Predictably, U.S. Citizenship and Immigration Services (USCIS) reached the H-1B cap for fiscal year 2015 in the first week of April. For those who need new work visas, but were shut out, there may be a “Plan B” under other visa categories.
Background
The H-1B program, which allows employers to seek to hire nonimmigrant aliens as workers in specialty occupations, provides 65,000 visas for the general category and 20,000 under the advanced degree exemption.
For the second year in a row, USCIS reached the H-1B cap during the first five days of filing. This recalls the situation that existed in 2007 and 2008, before the recession, when caps also were met quickly. It appears that the demand for H-1B workers fluctuates with the economy.
On April 7, 2014, USCIS announced that it had received enough H-1B petitions to reach the statutory cap for fiscal year 2015, beginning on October 1, 2014. On April 10, 2014, USCIS announced that it had received 172,500 petitions. A random computer selection process determined which of the received petitions will be processed for the caps of 65,000 visas for the general category and 20,000 under the advanced degree exemption. Petitions not selected have been rejected and are being returned to employers, with the filing fee checks uncashed.
Reform
The uncertainty of relying on a lottery system to obtain needed employees has been a challenge for many U.S. employers. Congress has been trying to address the problem.
The Senate’s comprehensive reform bill includes provisions that would increase the number of H-1B visas to between 115,000 to 180,000 per year. The exact number would depend on economic factors. While other provisions of the bill, as currently written, would raise the cost of many of those H-1B’s by artificially inflating the required wage for H-1B workers, the prospect of a cap that is more in line with America’s hiring needs is welcomed. The House has not yet passed any bill expanding the availability of H-1B visas. Compete America, a tech industry lobby group, has encouraged the House to pass the Skills Act, a standaloneH-1B bill. The current signals out of Washington do not indicate strong support for either comprehensive reform or a piecemeal solution, and observers fret that significant improvements to the immigration system may not materialize this year.
Plan B
All is not lost, however, for prospective hires of foreign national professionals. Employers and employees meeting certain requirements may qualify for an alternative work visa. Alternative visa options for employees locked out by the H-1B cap include the following:
- For Canadian and Mexican professionals, the TN (“Treaty-NAFTA”) visa available under the North American Free Trade Agreement.
- For nationals of Australia, the E-3 visa.
- For nationals of Chile or Singapore, the H-1B1 visa.
- For intracompany transferees, the L-1 visa. An organization with foreign operations can transfer employees to its U.S.-affiliated company in a similar position under certain circumstances.

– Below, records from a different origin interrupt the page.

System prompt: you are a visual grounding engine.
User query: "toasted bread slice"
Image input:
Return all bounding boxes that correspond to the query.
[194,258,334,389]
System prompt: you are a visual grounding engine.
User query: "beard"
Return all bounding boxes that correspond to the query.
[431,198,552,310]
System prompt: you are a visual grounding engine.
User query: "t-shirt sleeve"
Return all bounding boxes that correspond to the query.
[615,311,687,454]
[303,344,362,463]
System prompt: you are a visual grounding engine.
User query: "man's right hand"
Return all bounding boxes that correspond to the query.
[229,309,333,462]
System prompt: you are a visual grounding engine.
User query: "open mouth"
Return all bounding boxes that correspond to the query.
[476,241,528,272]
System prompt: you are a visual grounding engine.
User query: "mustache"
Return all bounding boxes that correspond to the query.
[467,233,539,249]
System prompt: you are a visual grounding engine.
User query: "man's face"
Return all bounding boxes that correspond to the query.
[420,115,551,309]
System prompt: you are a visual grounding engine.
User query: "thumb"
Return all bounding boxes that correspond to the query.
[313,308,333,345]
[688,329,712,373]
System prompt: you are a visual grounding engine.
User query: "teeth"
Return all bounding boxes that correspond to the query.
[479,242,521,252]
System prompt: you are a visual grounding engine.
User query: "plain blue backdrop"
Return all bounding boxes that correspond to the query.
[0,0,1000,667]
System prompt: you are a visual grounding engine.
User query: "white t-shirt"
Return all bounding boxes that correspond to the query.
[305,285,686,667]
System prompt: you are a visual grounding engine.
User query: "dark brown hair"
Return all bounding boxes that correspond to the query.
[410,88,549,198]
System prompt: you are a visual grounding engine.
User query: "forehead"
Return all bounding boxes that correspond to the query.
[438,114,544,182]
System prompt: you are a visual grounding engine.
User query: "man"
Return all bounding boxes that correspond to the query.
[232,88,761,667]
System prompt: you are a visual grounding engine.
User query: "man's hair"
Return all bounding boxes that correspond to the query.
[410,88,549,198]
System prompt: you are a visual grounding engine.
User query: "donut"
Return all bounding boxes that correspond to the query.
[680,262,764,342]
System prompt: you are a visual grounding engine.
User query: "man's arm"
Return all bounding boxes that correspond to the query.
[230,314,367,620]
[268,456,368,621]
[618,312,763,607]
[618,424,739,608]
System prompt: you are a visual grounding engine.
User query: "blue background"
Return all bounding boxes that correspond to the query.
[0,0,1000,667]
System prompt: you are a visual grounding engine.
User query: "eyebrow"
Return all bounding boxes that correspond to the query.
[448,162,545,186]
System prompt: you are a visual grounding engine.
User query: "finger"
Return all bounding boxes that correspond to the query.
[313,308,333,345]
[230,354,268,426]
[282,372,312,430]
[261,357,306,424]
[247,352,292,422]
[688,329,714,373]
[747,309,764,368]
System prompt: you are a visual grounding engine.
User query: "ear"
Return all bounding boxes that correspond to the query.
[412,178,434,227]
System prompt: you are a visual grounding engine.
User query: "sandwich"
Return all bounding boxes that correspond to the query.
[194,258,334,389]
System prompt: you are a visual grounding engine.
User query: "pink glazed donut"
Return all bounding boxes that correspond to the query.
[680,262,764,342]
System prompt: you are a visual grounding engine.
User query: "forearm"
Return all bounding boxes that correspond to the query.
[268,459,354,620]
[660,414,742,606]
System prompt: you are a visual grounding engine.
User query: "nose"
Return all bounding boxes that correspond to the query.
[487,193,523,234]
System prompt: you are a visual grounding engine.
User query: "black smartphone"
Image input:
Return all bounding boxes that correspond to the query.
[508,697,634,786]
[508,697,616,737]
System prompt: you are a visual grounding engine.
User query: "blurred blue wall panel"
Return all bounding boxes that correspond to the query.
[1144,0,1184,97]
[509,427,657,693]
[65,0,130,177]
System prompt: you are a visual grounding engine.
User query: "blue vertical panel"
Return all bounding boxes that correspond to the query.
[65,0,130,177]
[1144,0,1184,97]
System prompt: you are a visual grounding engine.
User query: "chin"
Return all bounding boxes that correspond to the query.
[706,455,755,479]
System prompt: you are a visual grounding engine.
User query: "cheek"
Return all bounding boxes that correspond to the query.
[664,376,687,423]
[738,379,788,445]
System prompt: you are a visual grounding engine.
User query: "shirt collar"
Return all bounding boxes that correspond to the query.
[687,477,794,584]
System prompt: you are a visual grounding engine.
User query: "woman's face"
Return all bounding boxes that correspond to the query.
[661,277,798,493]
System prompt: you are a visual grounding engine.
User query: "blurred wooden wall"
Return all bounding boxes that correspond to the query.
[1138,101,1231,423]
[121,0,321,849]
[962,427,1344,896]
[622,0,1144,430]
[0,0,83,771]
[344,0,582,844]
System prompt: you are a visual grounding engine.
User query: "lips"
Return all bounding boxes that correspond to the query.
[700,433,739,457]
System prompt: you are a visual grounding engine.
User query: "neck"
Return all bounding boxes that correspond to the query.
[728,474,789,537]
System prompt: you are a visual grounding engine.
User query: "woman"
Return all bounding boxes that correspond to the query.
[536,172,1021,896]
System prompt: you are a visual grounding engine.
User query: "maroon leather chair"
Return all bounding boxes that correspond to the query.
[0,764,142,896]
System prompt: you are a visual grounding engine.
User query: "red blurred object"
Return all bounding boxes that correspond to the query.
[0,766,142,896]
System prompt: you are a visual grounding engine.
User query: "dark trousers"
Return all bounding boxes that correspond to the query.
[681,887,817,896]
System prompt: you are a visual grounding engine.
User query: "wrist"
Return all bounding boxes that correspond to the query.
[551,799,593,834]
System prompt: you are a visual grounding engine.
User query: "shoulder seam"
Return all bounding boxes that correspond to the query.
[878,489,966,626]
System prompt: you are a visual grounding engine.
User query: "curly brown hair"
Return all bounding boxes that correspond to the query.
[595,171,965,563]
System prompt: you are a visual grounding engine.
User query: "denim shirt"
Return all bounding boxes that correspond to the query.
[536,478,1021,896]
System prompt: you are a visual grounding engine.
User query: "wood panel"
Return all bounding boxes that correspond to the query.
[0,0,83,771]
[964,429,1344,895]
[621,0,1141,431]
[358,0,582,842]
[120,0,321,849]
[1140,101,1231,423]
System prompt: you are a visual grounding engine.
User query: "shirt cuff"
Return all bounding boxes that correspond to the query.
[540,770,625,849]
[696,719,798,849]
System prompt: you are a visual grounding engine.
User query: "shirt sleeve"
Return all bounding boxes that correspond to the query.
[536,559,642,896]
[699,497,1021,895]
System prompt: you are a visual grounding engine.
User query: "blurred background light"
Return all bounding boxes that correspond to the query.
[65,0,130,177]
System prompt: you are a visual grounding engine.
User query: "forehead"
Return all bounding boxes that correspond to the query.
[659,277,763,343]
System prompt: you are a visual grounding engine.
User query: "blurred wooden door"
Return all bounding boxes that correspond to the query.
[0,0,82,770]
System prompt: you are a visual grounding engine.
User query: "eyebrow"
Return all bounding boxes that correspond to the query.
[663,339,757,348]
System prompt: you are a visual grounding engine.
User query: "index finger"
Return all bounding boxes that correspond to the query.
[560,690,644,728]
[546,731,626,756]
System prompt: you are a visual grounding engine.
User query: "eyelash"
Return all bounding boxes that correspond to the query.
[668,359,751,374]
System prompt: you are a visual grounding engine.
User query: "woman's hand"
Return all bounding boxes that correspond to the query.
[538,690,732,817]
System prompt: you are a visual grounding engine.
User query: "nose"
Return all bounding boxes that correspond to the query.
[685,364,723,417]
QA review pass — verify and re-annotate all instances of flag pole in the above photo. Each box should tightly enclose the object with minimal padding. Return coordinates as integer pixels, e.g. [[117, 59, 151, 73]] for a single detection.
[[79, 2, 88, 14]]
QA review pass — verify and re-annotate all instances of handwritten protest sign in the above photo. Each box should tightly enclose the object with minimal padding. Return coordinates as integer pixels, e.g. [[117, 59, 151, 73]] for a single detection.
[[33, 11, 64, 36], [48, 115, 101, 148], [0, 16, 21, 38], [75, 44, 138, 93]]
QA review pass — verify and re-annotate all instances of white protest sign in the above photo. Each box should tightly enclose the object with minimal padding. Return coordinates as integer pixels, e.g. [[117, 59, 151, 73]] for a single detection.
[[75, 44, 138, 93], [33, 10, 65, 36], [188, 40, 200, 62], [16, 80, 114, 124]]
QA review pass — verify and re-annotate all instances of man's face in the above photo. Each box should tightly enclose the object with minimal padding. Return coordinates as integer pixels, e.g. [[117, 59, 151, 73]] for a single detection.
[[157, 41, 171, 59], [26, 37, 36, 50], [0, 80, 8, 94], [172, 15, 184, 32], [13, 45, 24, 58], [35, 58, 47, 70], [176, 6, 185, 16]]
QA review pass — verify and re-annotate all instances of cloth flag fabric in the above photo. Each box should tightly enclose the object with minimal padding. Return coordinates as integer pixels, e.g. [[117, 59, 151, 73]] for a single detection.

- For individuals with a U.S. degree in a science, technology, engineering or math (STEM) field and employers enrolled in E-Verify, the 17-month optional practical training (OPT) extension.
- For individuals who may qualify under the extraordinary ability criteria, the O-1 visa.
- For essential employees if the company and foreign national share the same nationality, the E-1 (Treaty Trader) or E-2 (Treaty Investor) visa.
- For individuals in F-1 status, continue with F-1 studies and look at internship opportunities under curricular practical training (CPT).• For individuals who may qualify under the EB-1 extraordinary ability, EB-1 outstanding researcher, or EB-2 national interest waiver (NIW) criteria, pursue concurrent I-140/485 green card process and work authorization issuance.
- For individuals whose employers have offices outside the United States, the individuals can be placed on the foreign payroll and work abroad until next year’s H-1B filing period or until another type of work visa becomes available.
- For individuals entering a structured training program, the H-3 visa.
- For individuals who can be classified as an Exchange Visitor, the J-1 visa.
Each of these visas has specific legal requirements that the employer and employee must meet to qualify. Every situation is different and your legal representative should be consulted to ensure you have an alternative plan should the H-1B petition filed on behalf of a foreign national employee be rejected.